Yes, move over Theresa May, Phoebe for prime minister. Christopher Bailey can look after M&S, I actually think he'd do really well there.
It's odd, the PP rumours were circulating before his death. As far as I heard, #2 is not interim, just the new designer. I mean that's publicly, I'm sure that they're carefully considering the best move forward long term behind the scenes but it would be a difficult situation, she's been running the place for years, KL just provided a few pretty sketches. I remember the first Chanel documentary and being utterly shocked how the ateliers managed to create with so little input from those sketches of what they were supposed to make. She was the one that translated that vagueness into something workable.
I really like that Kate Byrne article, I think I remember saying something along the lines in the first thread about Parisiennes being more likely to be inspired by great women around them than the ones in the public eye. I'm finding the progressive backlash and social media in general interesting at the moment.

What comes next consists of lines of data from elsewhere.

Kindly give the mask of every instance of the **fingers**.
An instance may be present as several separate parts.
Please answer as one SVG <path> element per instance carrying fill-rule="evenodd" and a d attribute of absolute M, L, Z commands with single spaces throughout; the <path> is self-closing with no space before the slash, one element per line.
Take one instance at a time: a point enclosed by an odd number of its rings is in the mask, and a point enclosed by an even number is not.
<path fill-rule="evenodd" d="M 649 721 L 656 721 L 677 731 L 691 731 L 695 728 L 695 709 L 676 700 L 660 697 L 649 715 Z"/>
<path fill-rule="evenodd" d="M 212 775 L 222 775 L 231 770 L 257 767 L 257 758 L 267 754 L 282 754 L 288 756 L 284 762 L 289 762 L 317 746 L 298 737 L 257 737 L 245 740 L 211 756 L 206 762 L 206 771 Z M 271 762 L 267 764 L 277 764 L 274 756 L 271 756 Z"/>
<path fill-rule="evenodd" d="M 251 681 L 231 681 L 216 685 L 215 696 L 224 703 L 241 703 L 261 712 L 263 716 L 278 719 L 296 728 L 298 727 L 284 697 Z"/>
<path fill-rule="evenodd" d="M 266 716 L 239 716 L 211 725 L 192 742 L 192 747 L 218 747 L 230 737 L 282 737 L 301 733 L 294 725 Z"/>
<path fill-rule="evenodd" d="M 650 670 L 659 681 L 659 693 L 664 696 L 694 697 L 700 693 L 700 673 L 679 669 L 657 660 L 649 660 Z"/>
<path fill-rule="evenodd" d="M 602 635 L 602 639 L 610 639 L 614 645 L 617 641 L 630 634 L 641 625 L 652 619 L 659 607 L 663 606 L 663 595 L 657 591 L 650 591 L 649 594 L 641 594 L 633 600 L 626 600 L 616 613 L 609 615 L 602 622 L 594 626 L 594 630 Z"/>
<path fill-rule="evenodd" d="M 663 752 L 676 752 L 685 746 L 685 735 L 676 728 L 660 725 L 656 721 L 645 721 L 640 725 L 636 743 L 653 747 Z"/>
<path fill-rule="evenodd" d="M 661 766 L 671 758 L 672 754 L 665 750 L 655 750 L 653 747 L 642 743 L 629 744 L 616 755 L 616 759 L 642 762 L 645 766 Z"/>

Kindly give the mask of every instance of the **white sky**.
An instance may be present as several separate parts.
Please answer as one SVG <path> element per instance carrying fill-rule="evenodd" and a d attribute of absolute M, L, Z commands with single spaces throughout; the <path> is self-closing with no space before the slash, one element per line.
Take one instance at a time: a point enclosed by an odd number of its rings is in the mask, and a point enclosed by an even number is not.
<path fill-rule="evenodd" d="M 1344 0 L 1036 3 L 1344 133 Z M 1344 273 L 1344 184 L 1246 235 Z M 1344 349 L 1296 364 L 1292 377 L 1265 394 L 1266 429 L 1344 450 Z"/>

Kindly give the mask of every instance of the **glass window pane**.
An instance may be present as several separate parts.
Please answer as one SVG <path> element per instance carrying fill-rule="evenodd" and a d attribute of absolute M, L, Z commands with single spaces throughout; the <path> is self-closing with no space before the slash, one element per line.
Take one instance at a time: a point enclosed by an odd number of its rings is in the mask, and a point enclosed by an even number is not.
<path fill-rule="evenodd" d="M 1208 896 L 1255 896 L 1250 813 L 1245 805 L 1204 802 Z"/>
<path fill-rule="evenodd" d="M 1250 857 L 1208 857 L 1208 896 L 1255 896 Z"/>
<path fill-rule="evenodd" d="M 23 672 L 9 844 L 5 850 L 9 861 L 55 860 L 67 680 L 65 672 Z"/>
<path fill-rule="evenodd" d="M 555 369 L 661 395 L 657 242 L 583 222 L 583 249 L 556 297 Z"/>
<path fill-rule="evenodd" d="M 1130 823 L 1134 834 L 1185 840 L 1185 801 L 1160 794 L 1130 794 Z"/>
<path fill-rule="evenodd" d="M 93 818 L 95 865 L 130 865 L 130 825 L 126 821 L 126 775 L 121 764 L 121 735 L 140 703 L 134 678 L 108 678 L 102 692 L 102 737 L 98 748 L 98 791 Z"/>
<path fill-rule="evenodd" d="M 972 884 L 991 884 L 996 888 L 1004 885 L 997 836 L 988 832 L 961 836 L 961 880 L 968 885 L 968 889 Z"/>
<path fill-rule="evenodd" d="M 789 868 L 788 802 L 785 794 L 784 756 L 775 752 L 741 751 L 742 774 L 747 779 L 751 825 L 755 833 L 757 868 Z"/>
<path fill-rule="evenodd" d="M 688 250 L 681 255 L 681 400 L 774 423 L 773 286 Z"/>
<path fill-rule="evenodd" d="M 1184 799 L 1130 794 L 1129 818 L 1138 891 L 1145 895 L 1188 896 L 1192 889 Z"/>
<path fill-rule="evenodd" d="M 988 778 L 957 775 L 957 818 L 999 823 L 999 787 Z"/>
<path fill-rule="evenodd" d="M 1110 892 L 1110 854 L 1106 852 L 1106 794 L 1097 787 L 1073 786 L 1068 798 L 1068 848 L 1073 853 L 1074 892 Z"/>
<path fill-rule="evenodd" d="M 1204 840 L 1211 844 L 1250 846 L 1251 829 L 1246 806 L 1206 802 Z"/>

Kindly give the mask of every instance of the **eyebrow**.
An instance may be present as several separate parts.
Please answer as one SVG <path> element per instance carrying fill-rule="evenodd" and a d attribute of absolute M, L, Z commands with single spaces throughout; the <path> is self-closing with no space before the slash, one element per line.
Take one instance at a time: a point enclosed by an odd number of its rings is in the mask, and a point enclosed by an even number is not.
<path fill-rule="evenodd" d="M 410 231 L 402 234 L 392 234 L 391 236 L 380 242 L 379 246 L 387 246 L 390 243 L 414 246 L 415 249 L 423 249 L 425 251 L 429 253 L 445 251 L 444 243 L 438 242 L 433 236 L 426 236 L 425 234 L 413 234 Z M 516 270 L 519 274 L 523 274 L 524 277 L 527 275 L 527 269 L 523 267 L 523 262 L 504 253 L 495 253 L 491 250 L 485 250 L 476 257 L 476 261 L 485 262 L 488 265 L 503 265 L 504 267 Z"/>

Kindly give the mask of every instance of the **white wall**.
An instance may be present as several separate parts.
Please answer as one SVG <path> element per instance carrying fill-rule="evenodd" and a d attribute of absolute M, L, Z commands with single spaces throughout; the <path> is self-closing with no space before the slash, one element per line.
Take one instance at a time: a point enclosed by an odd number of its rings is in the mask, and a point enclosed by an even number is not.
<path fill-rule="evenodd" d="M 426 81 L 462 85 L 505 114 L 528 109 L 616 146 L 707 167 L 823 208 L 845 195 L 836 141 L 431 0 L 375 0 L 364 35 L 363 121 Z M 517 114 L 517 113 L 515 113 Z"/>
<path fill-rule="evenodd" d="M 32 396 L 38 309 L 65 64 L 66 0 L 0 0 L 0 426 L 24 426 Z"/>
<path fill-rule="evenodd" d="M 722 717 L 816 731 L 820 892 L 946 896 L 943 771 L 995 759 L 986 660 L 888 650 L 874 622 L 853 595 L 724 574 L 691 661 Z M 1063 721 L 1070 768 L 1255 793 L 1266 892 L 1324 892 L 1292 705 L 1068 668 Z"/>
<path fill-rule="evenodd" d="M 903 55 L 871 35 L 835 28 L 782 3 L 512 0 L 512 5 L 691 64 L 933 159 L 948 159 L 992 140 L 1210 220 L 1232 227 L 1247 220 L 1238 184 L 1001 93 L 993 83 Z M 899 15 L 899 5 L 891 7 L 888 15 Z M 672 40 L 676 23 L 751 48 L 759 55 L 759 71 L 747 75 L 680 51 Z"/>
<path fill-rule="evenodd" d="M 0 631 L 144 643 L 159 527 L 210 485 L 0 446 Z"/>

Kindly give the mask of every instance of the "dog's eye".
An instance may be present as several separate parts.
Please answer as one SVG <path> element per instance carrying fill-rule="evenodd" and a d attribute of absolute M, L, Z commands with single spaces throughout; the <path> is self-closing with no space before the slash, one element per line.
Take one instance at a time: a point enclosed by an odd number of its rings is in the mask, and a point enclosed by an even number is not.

I was thinking about Alexander McQueen the other night as that was the last fashion death that really felt like it came out of nowhere and also marked an end of an era of sorts, in his case, the runway as a provocative conversation piece. I think he'd really struggle in this era of social media scrutiny and collective majority morality. The Burberry thing with the noose hoodie is something that would have been barely a thing worth noting on a McQueen runway but at the rate which Burberry immediately apologised, well it severely limits expression of creativity of designers in favour of the consuming public. Lagerfeld is probably the last to have so much control over his runway.
I can certainly understand that people took offense to that hoodie but wanting to censor away any unpleasant image as it could be triggering can't be healthy either.